2
Jungkook's POV
I looked at Tae's tied hands. I held his hips tighter and started thrusting faster.
Mina
I looked at Tae and imagined him as Mina. I thrusted harder and soon came inside him.
I laid beside him while letting out heavy breaths. He was crying silently. I sighed and untied his hands.
"I'm sorry", I said.
He looked away from me. I stared at his back for awhile. I moved closer to him and wrapped my arm around his slender waist.
He removed my arm and got out of bed. He grabbed a blanket and walked out. I sighed and laid on my back. I stared up at the ceiling blankly.
"I fucked up", I said.
Tae is special to me. He's the one who mostly comforts me and stays by my side the most. But ever since I had these fucking feelings for Mina, everything just got all messed up.
Tae now hates me. Of course he'll hate me. I freaking forced sex on him for the past few weeks.
I sat up and rubbed my head. I let out a deep sigh and got out of bed. I put a pair of boxers on and walked out the room.

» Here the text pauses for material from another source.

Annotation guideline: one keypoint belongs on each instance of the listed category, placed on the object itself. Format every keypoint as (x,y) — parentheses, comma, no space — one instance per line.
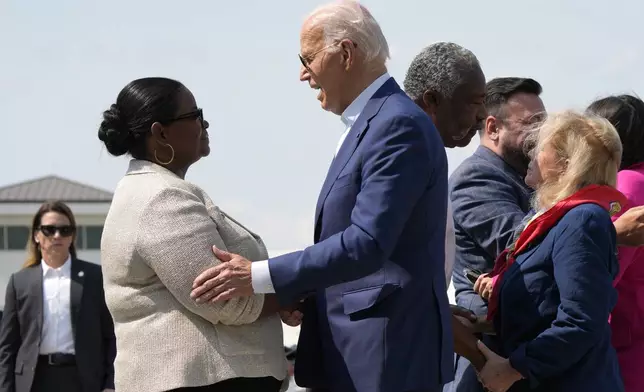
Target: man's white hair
(348,19)
(440,67)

Tae was sleeping on the sofa, wrapped up like a burrito with the blanket. I smiled softly and picked him up bridle style. I carried him to our bedroom and set him on the bed carefully.
I stared at his sleeping face for awhile. I set my hand on his cheek lightly.
"I'm sorry Tae", I said lowly.
My feelings for Mina are starting to go away, but not a lot. I still think of her and imagine her as mine. My heart started getting this heavy feeling.
I took my hand away and walked out the room. I want to stop these feelings, but I don't know how. I'm using Tae as an object to help me forget, but that's fucked up.
I want to stop this, but I can't. And I'm really sorry for Tae that I'm putting him through so much pain.
He used to say 'it's okay' all the time, but now he's gone silent. I don't like it when he's silent. I want to stop...no, I need to stop. All this fucked up shit is going to break our friendship, and I can't let that happen.
I still remember the time when I first forced sex on him. I put it in him dry, he was screaming loudly from the pain, but I didn't stop. There was blood coming out of his hole.
I buried my face into my hands. The guilt started rushing into me.
Tae couldn't walk for weeks. Even the painkillers didn't even work. I almost had to take him to the hospital.
I'm just...such a horrible person. Taking his virginity in a way like that? I can't believe he's experienced it like that...
But I just can't stop. I can't stop for some reasons. I want to, but I can't. Hurting Tae like this hurts me, but thinking about Mina makes me like this. And it's hard to not think about her.